Bug: Compaction causes Pi runtime deadlock — agent freezes across all channels after summary generation

## Summary

Compaction causes Pi runtime deadlock after summary generation, freezing ALL channels of the affected agent. Gateway remains healthy (no crash, no error log), but the agent stops responding to any channel until session is rebuilt.

OpenClaw 2026.5.18 (50a2481) · macOS 15.6 · Node 23.11.0 · Apple Silicon

## Reproduction Pattern (3 days, 4 occurrences)

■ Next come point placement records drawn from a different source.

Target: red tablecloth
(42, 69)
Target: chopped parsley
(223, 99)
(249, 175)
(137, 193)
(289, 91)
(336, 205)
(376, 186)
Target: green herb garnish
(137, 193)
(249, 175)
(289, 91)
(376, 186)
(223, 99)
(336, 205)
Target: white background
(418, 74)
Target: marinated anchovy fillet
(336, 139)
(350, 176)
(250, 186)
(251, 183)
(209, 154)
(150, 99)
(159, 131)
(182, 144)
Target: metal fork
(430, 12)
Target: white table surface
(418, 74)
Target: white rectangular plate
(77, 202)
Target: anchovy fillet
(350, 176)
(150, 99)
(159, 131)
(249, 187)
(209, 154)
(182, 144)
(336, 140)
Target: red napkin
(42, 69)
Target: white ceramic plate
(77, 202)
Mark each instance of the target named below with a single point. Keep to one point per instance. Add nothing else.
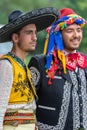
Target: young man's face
(72, 37)
(26, 39)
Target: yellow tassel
(61, 56)
(46, 44)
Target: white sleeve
(6, 80)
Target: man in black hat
(17, 98)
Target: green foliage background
(79, 6)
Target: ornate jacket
(63, 104)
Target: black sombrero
(42, 18)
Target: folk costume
(17, 97)
(61, 80)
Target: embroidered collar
(18, 60)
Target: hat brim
(42, 18)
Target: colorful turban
(54, 40)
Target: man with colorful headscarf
(60, 76)
(17, 91)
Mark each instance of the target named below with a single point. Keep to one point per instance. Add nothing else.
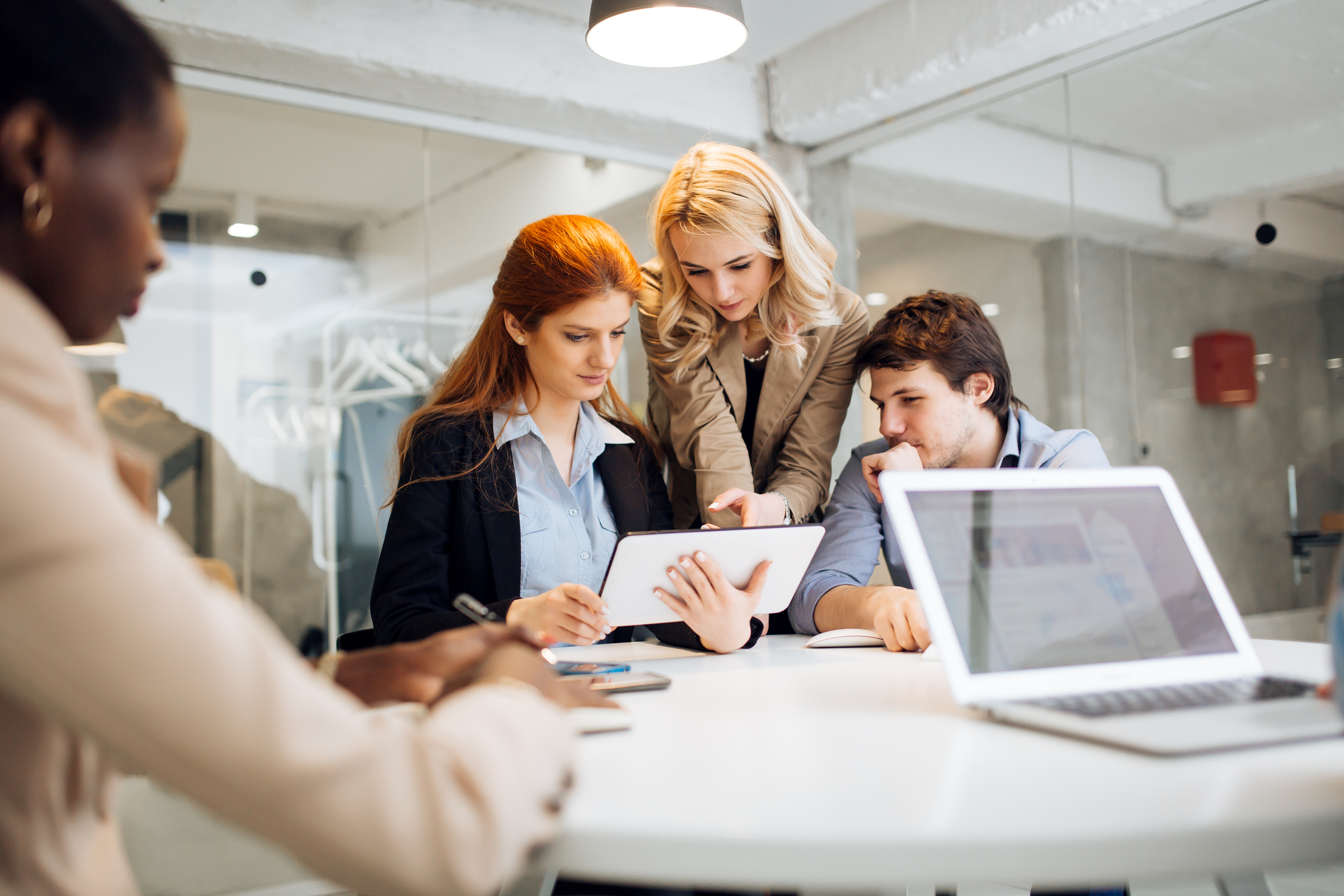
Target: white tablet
(641, 561)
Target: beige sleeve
(703, 433)
(110, 629)
(803, 469)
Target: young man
(942, 387)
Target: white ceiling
(773, 26)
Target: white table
(852, 770)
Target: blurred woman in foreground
(113, 645)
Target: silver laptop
(1085, 602)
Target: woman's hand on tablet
(754, 509)
(707, 602)
(570, 613)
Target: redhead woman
(525, 466)
(750, 343)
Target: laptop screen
(1042, 578)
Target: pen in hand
(480, 614)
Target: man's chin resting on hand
(944, 395)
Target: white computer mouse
(846, 639)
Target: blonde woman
(750, 343)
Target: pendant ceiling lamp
(662, 34)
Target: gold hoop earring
(37, 207)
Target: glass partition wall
(1111, 217)
(267, 375)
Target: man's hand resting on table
(421, 670)
(892, 611)
(904, 457)
(518, 663)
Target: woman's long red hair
(553, 264)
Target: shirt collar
(593, 428)
(1013, 442)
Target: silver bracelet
(788, 511)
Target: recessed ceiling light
(663, 34)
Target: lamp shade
(110, 343)
(245, 217)
(663, 34)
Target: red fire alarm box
(1225, 368)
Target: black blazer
(461, 535)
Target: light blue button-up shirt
(569, 532)
(858, 532)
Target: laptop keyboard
(1208, 693)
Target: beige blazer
(699, 418)
(116, 651)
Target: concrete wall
(1229, 463)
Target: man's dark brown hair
(952, 333)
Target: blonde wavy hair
(720, 189)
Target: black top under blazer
(461, 535)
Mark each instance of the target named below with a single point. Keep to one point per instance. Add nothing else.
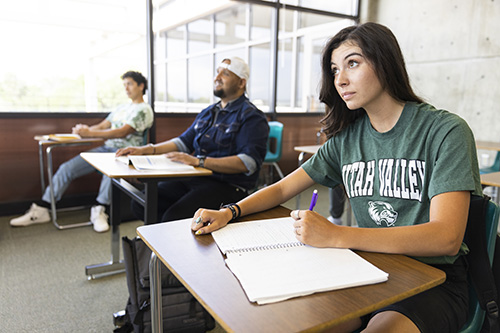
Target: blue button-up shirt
(239, 129)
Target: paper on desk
(64, 137)
(154, 162)
(272, 265)
(280, 274)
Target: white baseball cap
(238, 66)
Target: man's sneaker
(35, 214)
(335, 220)
(99, 218)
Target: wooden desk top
(109, 166)
(44, 140)
(197, 262)
(488, 145)
(491, 179)
(307, 149)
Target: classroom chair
(274, 147)
(476, 314)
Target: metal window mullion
(150, 64)
(186, 63)
(274, 60)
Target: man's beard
(219, 93)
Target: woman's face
(354, 77)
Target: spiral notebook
(272, 266)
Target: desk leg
(116, 265)
(151, 202)
(40, 158)
(155, 292)
(50, 172)
(301, 160)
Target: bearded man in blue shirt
(228, 137)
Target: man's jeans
(75, 168)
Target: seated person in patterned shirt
(123, 127)
(228, 137)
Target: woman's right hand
(207, 220)
(129, 151)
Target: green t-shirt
(137, 115)
(391, 177)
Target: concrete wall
(452, 51)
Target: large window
(68, 55)
(197, 36)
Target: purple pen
(313, 200)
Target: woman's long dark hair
(382, 50)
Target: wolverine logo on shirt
(382, 212)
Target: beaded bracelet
(235, 213)
(154, 148)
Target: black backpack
(181, 311)
(484, 278)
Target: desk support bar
(50, 173)
(155, 290)
(115, 265)
(150, 197)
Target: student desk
(197, 262)
(120, 174)
(48, 145)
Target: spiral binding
(265, 247)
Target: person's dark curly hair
(381, 49)
(138, 78)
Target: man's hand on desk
(183, 158)
(81, 129)
(133, 151)
(207, 220)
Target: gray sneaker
(35, 214)
(99, 218)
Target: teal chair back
(494, 168)
(275, 134)
(476, 314)
(145, 137)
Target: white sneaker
(99, 218)
(35, 214)
(335, 220)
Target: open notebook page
(154, 162)
(255, 234)
(272, 265)
(274, 275)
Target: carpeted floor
(43, 284)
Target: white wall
(452, 52)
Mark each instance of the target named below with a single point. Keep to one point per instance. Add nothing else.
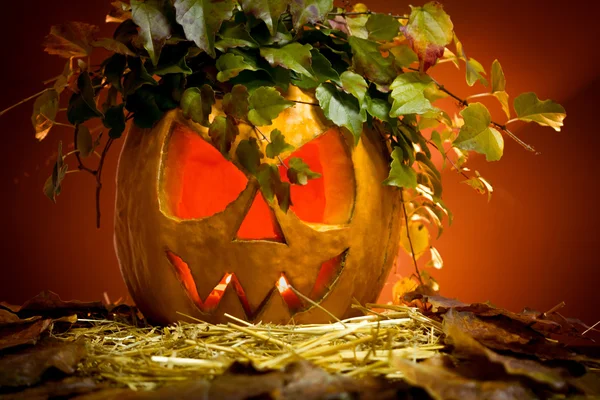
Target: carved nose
(260, 223)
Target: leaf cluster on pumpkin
(366, 70)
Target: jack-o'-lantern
(195, 235)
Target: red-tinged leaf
(72, 39)
(20, 334)
(429, 31)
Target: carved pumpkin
(194, 235)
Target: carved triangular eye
(198, 180)
(330, 198)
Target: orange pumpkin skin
(177, 246)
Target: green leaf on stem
(408, 94)
(154, 27)
(429, 30)
(299, 172)
(85, 142)
(272, 187)
(323, 72)
(249, 155)
(530, 108)
(404, 56)
(235, 103)
(114, 120)
(82, 105)
(477, 135)
(382, 27)
(369, 62)
(277, 145)
(222, 132)
(499, 86)
(230, 65)
(265, 105)
(267, 10)
(201, 19)
(309, 11)
(294, 56)
(341, 108)
(52, 186)
(401, 175)
(44, 113)
(196, 103)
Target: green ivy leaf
(404, 56)
(378, 108)
(230, 65)
(154, 26)
(294, 56)
(201, 19)
(278, 145)
(172, 61)
(266, 10)
(354, 84)
(477, 135)
(114, 119)
(309, 11)
(341, 108)
(369, 62)
(82, 105)
(235, 103)
(322, 69)
(249, 155)
(382, 27)
(408, 94)
(222, 132)
(265, 105)
(429, 30)
(299, 172)
(196, 103)
(272, 187)
(52, 186)
(499, 86)
(44, 113)
(529, 108)
(233, 36)
(85, 142)
(401, 175)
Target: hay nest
(146, 358)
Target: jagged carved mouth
(326, 279)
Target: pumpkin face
(195, 236)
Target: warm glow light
(282, 285)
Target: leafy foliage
(359, 66)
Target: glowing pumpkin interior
(199, 183)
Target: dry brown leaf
(442, 384)
(72, 39)
(21, 334)
(26, 367)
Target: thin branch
(23, 101)
(99, 179)
(268, 141)
(465, 103)
(412, 251)
(368, 12)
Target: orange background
(533, 245)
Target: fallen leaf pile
(490, 353)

1. Agent session accumulates tokens to ~182k/262k (~70%) — compaction threshold determined by `reserveTokensFloor: 80000`
2. Auto-compaction triggers (or manual `/compact`)
3. Compaction summary is generated successfully (verified in transcript)
4. `.reset` backup created
5. **Post-compaction: no new messages written to transcript** — session goes silent
6. All channels of the same agent freeze (confirmed: Feishu + WeCom both unresponsive)
7. Other agents on same gateway unaffected
8. `/compact` returns "skipped: session was already compacted recently"
9. Gateway restart does NOT recover — agent still unresponsive
10. Only `/new` (fresh session) restores function

## Timeline (Latest Incident)

All times UTC+8 (Beijing):

| Time | Event |
|------|-------|
| 10:54 | Gateway auto-restarted by launchd (kickstart) |
| 10:58 | User message processed normally |
| 11:00 | Auto-compaction triggered (182,767 tokens) |
| 11:00 | Compaction summary generated (comprehensive, well-structured) |
| 11:00 | `.reset` backup created (1.5MB, 570 lines) |
| 11:00+ | **No new messages in transcript** — deadlock |
| 11:05 | Session marked as reset |
| 11:08 | User rebuilt session → new session works |

## Evidence

### Compaction entry in transcript (last entry before deadlock)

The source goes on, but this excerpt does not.